The value chain runs from battery cells and power semiconductors through UPS, switchgear and generators, the DCIM/EPMS software layer, critical-facility contractors, and the operators — with severe electrical-gear lead times and grid-power availability as defining constraints.

T0
Raw inputs & components semiconductors · Li-ion · copper · steel
Power semiconductors (IGBTs) for UPS, lithium battery cells, copper, switchgear steel and electronics — foundational and, lately, supply-constrained by the build-out itself.
T1
Sensors & monitors power meters · battery · thermal
Branch-circuit and power meters, battery monitors and thermal sensors from Vertiv (Alber), Packet Power, IRISS and others.
T2
Equipment OEMs UPS · switchgear · generators · busway
Schneider, Vertiv, Eaton and ABB for UPS/switchgear; Cummins/Cat/Kohler/MTU for generators; Legrand for busway.
T3
Connectivity & control gateways · EPMS · facility network
Facility gateways, the electrical power monitoring system and the network linking power-chain devices.
T4
Software & analytics DCIM · APM · PUE
The management and intelligence layer — Schneider, Vertiv, Nlyte, Sunbird — unifying power, capacity and efficiency.
T5
Contractors & engineering build · commission
M&E contractors, commissioning agents and engineering firms that design, build and commission critical facilities under intense schedule pressure.
END
Operators hyperscale · colo · enterprise
Hyperscalers, colocation providers and enterprises, for whom uptime is the product and grid-power access increasingly governs where they can build.
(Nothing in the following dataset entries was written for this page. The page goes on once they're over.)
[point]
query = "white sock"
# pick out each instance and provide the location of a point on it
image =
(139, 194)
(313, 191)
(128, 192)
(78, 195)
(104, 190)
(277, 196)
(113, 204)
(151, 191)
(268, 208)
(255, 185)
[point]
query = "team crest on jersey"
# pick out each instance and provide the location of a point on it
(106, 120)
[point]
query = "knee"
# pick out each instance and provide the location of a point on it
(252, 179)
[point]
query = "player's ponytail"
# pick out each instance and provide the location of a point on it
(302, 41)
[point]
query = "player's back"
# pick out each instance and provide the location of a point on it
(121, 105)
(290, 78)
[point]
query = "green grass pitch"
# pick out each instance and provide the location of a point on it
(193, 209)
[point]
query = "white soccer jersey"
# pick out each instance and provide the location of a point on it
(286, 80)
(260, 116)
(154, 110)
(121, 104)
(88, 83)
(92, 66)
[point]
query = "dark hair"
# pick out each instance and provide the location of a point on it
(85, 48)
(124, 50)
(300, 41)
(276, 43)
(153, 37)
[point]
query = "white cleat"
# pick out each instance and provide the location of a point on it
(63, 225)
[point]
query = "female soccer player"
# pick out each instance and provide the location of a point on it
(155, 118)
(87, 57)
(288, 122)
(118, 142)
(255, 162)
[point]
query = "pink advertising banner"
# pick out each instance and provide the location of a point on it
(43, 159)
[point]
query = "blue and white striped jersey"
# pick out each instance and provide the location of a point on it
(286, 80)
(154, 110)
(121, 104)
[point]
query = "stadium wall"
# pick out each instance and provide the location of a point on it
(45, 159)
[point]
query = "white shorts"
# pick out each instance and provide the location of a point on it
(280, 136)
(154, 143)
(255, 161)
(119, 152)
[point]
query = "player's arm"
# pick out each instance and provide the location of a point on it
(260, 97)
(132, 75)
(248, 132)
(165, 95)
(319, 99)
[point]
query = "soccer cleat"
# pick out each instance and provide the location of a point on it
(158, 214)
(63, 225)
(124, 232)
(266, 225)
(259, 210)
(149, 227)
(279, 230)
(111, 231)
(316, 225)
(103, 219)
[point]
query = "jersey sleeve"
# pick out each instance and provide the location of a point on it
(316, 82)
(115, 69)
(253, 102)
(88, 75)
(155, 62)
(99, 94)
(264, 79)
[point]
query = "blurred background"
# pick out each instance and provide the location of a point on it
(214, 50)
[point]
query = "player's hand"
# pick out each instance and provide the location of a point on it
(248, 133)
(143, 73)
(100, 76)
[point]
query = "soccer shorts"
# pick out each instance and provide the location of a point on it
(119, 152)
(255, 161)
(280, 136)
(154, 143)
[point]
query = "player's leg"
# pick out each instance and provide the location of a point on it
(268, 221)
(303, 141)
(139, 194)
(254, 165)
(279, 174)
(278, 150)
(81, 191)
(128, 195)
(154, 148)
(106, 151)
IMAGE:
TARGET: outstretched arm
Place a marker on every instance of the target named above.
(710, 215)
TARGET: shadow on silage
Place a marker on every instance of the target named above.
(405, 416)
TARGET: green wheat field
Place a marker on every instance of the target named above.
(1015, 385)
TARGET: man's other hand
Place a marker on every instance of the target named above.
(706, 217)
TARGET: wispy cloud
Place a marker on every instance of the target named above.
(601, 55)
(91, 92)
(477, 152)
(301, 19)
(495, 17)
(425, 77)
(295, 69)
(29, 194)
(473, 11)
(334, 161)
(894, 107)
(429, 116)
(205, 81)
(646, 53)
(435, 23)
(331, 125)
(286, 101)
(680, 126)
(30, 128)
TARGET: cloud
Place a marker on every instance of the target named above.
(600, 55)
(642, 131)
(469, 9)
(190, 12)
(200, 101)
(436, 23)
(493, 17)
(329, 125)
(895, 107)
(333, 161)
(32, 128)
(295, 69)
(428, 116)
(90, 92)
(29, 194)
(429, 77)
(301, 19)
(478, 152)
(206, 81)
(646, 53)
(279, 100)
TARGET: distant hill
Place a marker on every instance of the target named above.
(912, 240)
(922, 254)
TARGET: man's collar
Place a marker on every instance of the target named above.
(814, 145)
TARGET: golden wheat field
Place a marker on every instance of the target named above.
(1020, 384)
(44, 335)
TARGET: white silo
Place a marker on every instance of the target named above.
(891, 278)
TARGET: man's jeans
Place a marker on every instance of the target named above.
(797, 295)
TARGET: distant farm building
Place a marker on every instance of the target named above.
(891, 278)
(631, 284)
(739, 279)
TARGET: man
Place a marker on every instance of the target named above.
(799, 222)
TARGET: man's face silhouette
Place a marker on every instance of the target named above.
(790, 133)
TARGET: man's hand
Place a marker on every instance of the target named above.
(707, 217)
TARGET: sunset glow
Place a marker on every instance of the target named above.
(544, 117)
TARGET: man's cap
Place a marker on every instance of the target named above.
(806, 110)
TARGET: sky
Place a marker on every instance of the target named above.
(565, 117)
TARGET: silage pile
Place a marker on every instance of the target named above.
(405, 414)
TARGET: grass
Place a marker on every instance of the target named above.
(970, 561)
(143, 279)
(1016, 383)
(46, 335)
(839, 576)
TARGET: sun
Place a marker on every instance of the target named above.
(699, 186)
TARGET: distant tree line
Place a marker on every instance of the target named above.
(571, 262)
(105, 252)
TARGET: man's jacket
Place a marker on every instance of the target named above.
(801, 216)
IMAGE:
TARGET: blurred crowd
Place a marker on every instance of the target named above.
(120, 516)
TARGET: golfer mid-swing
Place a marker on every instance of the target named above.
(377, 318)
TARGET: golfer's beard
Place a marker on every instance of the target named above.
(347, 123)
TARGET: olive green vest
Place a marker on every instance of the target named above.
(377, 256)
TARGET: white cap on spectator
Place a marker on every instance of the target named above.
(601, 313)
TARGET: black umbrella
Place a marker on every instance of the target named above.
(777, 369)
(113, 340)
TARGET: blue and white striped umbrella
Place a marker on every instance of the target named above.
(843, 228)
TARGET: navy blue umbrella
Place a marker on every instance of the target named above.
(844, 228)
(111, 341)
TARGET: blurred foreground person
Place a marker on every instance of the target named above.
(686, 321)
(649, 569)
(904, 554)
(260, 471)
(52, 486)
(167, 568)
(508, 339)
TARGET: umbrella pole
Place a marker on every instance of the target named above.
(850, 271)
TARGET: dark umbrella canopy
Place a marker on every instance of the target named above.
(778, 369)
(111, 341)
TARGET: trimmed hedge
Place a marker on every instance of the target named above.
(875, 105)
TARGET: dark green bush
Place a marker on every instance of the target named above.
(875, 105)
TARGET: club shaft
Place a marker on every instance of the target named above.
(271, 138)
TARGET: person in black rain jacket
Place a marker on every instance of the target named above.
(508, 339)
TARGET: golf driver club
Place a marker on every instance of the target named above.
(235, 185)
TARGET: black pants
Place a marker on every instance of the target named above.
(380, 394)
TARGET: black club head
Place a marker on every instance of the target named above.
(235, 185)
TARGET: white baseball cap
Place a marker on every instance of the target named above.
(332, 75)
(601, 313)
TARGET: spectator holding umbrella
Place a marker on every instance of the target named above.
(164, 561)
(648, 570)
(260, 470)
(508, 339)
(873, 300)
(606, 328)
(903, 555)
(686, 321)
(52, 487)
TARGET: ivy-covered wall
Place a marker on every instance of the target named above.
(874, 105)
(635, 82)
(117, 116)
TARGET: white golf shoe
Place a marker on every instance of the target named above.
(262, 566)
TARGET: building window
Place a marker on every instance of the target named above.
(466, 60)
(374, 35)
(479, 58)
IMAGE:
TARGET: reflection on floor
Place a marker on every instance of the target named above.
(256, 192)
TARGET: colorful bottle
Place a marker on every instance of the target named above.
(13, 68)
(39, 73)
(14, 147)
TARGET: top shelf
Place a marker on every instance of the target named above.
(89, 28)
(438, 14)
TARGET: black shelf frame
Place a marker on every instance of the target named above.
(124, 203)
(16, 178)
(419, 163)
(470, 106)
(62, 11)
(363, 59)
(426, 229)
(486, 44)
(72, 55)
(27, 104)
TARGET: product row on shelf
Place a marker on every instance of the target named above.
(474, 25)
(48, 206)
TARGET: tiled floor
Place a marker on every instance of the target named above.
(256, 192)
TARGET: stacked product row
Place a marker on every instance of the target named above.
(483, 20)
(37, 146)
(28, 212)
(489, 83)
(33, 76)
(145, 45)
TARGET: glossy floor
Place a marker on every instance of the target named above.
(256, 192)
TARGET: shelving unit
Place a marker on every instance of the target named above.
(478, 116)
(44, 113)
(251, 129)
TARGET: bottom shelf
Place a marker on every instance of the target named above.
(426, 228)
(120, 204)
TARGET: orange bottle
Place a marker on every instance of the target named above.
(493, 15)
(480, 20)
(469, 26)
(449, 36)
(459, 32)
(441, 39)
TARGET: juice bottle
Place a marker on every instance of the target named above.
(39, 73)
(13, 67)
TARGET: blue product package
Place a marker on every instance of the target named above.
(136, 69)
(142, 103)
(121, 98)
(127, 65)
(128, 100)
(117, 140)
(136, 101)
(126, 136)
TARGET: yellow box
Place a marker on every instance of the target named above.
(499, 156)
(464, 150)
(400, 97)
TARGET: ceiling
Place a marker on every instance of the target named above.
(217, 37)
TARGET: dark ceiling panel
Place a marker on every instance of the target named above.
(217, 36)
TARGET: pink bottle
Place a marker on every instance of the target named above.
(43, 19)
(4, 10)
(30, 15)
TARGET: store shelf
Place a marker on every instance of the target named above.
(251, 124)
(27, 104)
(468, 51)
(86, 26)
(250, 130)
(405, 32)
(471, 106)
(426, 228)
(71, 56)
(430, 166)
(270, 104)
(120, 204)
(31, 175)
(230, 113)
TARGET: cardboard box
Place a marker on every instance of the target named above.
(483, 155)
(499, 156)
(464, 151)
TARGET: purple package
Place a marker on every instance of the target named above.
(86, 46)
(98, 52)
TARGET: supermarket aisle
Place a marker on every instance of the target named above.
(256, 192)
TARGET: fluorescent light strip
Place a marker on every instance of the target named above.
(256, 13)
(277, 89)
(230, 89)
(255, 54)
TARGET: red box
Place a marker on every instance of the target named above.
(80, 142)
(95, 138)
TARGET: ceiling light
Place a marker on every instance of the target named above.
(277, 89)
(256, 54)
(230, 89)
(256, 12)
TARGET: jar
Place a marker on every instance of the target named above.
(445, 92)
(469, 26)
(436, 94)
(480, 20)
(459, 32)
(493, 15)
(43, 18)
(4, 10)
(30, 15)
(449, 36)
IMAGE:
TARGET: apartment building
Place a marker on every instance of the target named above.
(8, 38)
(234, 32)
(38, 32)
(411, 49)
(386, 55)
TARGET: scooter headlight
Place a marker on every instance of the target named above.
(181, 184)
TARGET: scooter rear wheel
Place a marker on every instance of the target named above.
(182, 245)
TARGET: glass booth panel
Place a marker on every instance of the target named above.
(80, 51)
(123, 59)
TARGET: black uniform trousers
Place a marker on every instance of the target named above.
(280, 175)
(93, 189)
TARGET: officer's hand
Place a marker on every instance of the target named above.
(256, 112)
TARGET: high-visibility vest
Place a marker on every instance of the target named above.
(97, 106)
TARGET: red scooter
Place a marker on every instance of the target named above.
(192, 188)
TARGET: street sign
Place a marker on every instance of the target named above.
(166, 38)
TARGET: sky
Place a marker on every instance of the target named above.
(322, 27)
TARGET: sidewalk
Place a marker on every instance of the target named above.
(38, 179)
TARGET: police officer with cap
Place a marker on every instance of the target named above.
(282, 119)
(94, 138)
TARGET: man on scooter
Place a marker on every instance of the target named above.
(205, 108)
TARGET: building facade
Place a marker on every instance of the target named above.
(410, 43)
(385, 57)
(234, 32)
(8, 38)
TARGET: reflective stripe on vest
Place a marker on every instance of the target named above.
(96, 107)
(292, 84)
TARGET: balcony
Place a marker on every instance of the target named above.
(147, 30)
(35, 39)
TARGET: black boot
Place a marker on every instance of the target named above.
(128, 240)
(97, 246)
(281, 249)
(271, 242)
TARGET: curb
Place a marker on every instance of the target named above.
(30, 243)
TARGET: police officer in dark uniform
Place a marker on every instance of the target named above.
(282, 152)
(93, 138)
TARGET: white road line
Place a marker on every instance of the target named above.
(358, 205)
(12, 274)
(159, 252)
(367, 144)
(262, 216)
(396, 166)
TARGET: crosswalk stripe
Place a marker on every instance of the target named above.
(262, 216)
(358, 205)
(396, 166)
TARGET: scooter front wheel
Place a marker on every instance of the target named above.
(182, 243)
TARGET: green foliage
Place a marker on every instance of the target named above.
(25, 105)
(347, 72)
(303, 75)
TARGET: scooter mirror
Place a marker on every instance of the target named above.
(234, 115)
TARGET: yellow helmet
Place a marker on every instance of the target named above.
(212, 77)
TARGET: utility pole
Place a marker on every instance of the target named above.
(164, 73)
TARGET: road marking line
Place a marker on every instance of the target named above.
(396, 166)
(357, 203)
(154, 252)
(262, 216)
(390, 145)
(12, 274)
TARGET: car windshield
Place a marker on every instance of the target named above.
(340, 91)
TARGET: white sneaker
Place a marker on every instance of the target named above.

Key supply-chain considerations & risks

Electrical-gear lead times

The data-center boom pushed lead times for switchgear, transformers, generators and UPS past a year or more — a binding constraint on capacity.

Grid-power availability

Power and interconnection scarcity now shapes siting as much as land or fiber — a supply constraint outside operators’ control.

Li-ion battery supply & safety

Battery-cell supply and thermal-runaway risk constrain UPS and BESS choices and elevate monitoring needs.

Semiconductor supply

UPS and power-electronics output depends on constrained semiconductors.

Skilled critical-facility labor

A shortage of experienced engineers and commissioning agents gates safe, fast deployment.

Cyber & vendor concentration

OT/IT convergence and reliance on a few large power and software vendors raise security and lock-in risk.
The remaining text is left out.